Я увидел выставленную на утреннее солнце сушилку для белья, и мне было трудно поверить, что такое количество трусов и лифчиков могло принадлежать Амалии. Однако сушилка была наша, та самая, которой мы пользовались с самого начала семейной жизни. Жена давно завела привычку вешать выстиранное у нас на плоской крыше, подальше от любопытных глаз. Вряд ли кто из соседей поднимется туда. Эти кретины и не догадываются, как быстро сохнет белье наверху при хорошей погоде. А мы жили на последнем этаже, и крыша была в полном нашем распоряжении, чем мы охотно пользовались. Кроме того, туда вела очень крутая лестница, по которой никак было не подняться старухе, обитавшей напротив.

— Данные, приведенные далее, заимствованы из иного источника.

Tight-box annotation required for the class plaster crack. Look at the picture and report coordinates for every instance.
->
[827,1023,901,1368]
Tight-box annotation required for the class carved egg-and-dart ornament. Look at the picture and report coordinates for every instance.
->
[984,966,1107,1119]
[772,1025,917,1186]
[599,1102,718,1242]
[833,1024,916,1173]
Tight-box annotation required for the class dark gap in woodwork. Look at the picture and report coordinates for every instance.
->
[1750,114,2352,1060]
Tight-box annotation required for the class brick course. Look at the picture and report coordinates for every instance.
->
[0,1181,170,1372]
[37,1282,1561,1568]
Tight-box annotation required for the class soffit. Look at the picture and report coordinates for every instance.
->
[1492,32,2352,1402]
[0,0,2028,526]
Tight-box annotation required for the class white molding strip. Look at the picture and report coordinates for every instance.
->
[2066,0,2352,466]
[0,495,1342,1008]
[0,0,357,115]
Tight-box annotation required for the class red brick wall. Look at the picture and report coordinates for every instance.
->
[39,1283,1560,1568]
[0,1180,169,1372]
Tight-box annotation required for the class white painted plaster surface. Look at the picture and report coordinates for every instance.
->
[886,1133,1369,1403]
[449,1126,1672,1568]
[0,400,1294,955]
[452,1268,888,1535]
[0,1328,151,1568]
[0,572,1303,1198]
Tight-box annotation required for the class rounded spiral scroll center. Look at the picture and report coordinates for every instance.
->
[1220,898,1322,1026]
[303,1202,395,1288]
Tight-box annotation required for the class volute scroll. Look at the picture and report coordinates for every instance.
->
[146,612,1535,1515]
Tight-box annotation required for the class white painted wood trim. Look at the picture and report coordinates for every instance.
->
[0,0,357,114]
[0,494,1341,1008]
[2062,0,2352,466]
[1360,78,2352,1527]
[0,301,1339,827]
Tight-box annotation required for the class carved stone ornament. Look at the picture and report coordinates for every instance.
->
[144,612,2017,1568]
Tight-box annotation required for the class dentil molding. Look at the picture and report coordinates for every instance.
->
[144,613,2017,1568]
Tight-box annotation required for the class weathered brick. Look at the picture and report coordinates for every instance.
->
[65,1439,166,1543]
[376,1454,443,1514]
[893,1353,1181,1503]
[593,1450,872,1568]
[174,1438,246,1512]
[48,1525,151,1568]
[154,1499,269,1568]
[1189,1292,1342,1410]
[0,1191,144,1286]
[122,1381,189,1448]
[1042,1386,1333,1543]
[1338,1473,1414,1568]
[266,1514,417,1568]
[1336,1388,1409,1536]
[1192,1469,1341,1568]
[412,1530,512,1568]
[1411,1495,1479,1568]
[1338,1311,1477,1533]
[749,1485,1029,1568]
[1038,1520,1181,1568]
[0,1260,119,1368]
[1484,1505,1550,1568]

Амалия утверждала, что белье, повешенное во внутреннем дворе, впитывает в себя все неприятные запахи, летевшие из кухонных окон, ведь там жарили мясо и варили овощи. К тому же во двор никогда не попадало солнце, туда не залетал ветер, поэтому и сохло все долго. Мало того, казалось, что оно вообще не высыхает до конца. Много часов провисев в тени, ткань оставалась неприятно сыроватой. Кроме того, кто угодно из жильцов мог выглянуть наружу и поглазеть и на предметы нашего туалета, и на простыни, которыми мы укрывались, и на полотенца, которыми мы вытирались. Короче, выставлять напоказ то, до чего никому не должно быть дела, Амалия не любила.
Глядя на ряды трусов и лифчиков, я почувствовал сильную неловкость. Словно они нагло таращились на меня, шепотом подшучивали надо мной и сговаривались наябедничать Амалии, что утром я поднимался на крышу.
– А вы уверены? – спросит их Амалия.
– Да, он воспользовался тем, что ты ушла из дому, и тайком явился сюда. Он настоящий извращенец. – Он и до развода был таким.
– Но теперь это особенно заметно.
И тогда я принялся швырять все это вниз, выбирая по цветам: сначала белое, потом красное, потом черное… Лифчик, трусы, еще один лифчик… А потом бросился с крыши сам. Решительно подпрыгнул на несколько сантиметров и сперва завис над полом, с невероятной остротой почувствовав, как неодолимо он притягивает к себе мое тело. Если бы кто-нибудь увидел меня снизу, с усыпанного бельем тротуара, или из окна ближайшего дома, он бы подумал: «Этот сеньор собрался перебежать по воздуху от одного здания к другому».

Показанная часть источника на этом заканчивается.